過剰発現したα5β1インテグリンとNF-κBの転写活性を上方制御することにより、がん特異的遺伝子発現の増加

過剰発現がん表面受容体α5β1インテグリンと転写因子NF-κBを媒介する癌抵抗性の上方制御転写活性を標的とすることにより、モジュールの多機能非暴力遺伝子送達システムを開発し、それによって新しい形態の転写標的化を導入しました。NF-κB調節療法は、癌組織における遺伝子発現の特異性を改善する可能性があり、NF-κBを介した癌抵抗性も相殺する可能性があります。我々は、α5β1インテグリンを標的にし、dld-1結腸直腸癌細胞でBJフィブロ芽細胞と比較してHealthy Healthy細胞と特異的に増加した遺伝子発現を達成するPR_Bペプチド官能化ステルスリポソームにカプセル化されたNF-κB応答要素（PNF-κB-LUC）の制御下でルシフェラーゼ遺伝子を供給しました。マルチカルゲットシステムは、個別に標的となるシステムのいずれよりも、癌細胞と健康な細胞をよりよく区別することもできました。さらに、NF-κB応答性要素（PNF-κB-DTA）の制御下で遺伝子を発現する非常に強力なジフテリア毒素フラグメントA（DTA）をクローン化することにより、新しい癌治療プラスミドを構築しました。細胞タンパク質発現の用量依存性の減少と癌細胞の細胞毒性の増加は、凝縮されたPNF-κB-DTAプラスミドをカプセル化するPR_B官能化ステルスリポソームをトランスフェクトすると見られました。私たちの治療送達システムは、さまざまな癌細胞の70％近く近くを特に根絶し、in vitroで健康な細胞に最も影響を与えませんでした。さらに、非ウイルス設計のモジュール性は、癌遺伝子治療を超えた用途向けに細胞外受容体の新規ペアとアップレギュレートされた転写因子を標的とすることができます。

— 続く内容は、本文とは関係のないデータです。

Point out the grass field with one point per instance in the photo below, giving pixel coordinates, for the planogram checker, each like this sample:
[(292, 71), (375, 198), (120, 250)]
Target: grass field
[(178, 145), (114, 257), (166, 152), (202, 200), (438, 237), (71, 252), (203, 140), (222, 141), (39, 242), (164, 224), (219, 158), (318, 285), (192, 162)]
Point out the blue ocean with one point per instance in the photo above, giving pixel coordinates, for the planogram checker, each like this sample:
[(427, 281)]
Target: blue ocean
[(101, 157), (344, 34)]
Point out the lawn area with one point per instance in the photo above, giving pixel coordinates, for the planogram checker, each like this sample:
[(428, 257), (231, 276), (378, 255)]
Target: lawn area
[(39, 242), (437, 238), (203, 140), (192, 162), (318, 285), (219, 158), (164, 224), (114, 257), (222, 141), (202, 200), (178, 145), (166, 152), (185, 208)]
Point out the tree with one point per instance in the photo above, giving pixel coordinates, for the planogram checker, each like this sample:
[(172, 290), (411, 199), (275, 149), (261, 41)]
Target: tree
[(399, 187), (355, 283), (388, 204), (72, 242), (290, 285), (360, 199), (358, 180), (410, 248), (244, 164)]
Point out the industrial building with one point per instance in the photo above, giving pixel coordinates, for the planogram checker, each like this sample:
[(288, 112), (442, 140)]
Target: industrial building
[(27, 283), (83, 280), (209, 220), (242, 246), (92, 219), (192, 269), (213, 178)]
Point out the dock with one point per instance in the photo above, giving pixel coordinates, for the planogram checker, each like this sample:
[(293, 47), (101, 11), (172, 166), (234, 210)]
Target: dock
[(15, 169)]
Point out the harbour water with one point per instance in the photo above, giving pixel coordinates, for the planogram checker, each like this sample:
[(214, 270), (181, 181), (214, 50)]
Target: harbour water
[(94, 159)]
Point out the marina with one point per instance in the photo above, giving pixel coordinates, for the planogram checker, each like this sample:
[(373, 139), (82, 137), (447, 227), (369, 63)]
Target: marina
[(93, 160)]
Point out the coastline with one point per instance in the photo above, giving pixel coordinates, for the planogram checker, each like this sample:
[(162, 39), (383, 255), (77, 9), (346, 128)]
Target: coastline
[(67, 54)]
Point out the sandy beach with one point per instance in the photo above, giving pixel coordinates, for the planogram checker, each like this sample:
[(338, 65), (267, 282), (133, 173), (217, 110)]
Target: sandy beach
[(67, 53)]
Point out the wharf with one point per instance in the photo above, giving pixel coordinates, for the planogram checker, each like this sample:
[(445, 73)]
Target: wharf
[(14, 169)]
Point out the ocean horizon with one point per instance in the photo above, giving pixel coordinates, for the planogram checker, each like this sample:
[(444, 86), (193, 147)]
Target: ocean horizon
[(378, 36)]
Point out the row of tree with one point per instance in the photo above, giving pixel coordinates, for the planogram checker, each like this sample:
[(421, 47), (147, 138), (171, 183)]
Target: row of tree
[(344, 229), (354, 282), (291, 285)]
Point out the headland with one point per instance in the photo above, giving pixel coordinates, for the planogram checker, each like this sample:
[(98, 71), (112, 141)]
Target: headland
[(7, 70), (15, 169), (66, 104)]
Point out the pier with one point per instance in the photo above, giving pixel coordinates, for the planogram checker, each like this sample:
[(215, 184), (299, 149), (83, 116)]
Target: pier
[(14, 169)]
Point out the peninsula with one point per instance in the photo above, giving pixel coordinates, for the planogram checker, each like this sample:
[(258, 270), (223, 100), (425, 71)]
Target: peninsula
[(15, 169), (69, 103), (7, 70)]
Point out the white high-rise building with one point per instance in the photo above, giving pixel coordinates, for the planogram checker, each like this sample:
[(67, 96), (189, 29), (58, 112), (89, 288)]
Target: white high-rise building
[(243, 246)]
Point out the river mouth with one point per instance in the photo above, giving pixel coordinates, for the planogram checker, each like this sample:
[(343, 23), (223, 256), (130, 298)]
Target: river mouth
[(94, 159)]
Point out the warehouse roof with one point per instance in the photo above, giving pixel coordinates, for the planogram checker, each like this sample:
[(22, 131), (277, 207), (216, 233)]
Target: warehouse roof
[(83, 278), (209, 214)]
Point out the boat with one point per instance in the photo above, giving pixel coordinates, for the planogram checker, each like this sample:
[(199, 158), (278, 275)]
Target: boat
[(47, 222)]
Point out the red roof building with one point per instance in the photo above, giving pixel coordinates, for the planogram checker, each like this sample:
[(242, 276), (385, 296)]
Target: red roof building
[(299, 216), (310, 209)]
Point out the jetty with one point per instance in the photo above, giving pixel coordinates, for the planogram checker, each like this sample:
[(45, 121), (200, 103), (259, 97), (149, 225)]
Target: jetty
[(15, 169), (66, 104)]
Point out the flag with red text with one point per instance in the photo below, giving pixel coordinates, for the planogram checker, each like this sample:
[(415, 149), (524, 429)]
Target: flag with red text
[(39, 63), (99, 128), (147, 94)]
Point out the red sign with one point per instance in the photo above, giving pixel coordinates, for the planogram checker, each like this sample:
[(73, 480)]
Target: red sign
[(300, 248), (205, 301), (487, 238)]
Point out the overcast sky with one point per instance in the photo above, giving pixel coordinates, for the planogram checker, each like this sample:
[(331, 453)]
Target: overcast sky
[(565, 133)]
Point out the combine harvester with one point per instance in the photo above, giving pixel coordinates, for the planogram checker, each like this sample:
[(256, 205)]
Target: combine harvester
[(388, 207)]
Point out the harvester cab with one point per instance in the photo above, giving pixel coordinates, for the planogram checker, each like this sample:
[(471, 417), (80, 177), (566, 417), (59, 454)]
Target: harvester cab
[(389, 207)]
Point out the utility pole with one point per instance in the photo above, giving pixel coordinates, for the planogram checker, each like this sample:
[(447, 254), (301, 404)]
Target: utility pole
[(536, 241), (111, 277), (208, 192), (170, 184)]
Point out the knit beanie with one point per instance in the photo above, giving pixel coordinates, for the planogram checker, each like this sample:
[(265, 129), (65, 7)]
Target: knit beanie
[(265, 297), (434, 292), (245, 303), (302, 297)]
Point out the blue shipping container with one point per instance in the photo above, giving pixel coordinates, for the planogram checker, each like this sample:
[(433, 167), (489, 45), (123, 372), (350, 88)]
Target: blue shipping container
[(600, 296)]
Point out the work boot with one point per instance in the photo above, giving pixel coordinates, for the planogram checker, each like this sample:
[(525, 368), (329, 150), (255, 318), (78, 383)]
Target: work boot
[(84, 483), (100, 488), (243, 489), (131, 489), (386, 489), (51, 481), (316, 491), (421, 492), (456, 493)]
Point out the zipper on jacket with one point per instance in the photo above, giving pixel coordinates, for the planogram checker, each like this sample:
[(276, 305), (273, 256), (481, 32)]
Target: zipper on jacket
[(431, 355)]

We developed a modular multifunctional nonviral gene delivery system by targeting the overexpressed cancer surface receptor α5β1 integrin and the upregulated transcriptional activity of the cancer resistance mediating transcription factor NF-κB, thereby introducing a new form of transcriptional targeting. NF-κB regulated therapy can improve specificity of gene expression in cancer tissue and also may offset NF-κB mediated cancer resistance. We delivered a luciferase gene under the control of an NF-κB responsive element (pNF-κB-Luc) encapsulated in a PR_b peptide functionalized stealth liposome that specifically targets the α5β1 integrin and achieved increased gene expression in DLD-1 colorectal cancer cells compared to BJ-fibroblast healthy cells in vitro. The multitargeted system was also able to differentiate between cancer cells and healthy cells better than either of the individually targeted systems. In addition, we constructed a novel cancer therapeutic plasmid by cloning a highly potent diphtheria toxin fragment A (DTA) expressing gene under the control of an NF-κB responsive element (pNF-κB-DTA). A dose-dependent reduction of cellular protein expression and increased cytotoxicity in cancer cells was seen when transfected with PR_b functionalized stealth liposomes encapsulating the condensed pNF-κB-DTA plasmid. Our therapeutic delivery system specifically eradicated close to 70% of a variety of cancer cells while minimally affecting healthy cells in vitro. Furthermore, the modular nature of the nonviral design allows targeting novel pairs of extracellular receptors and upregulated transcription factors for applications beyond cancer gene therapy.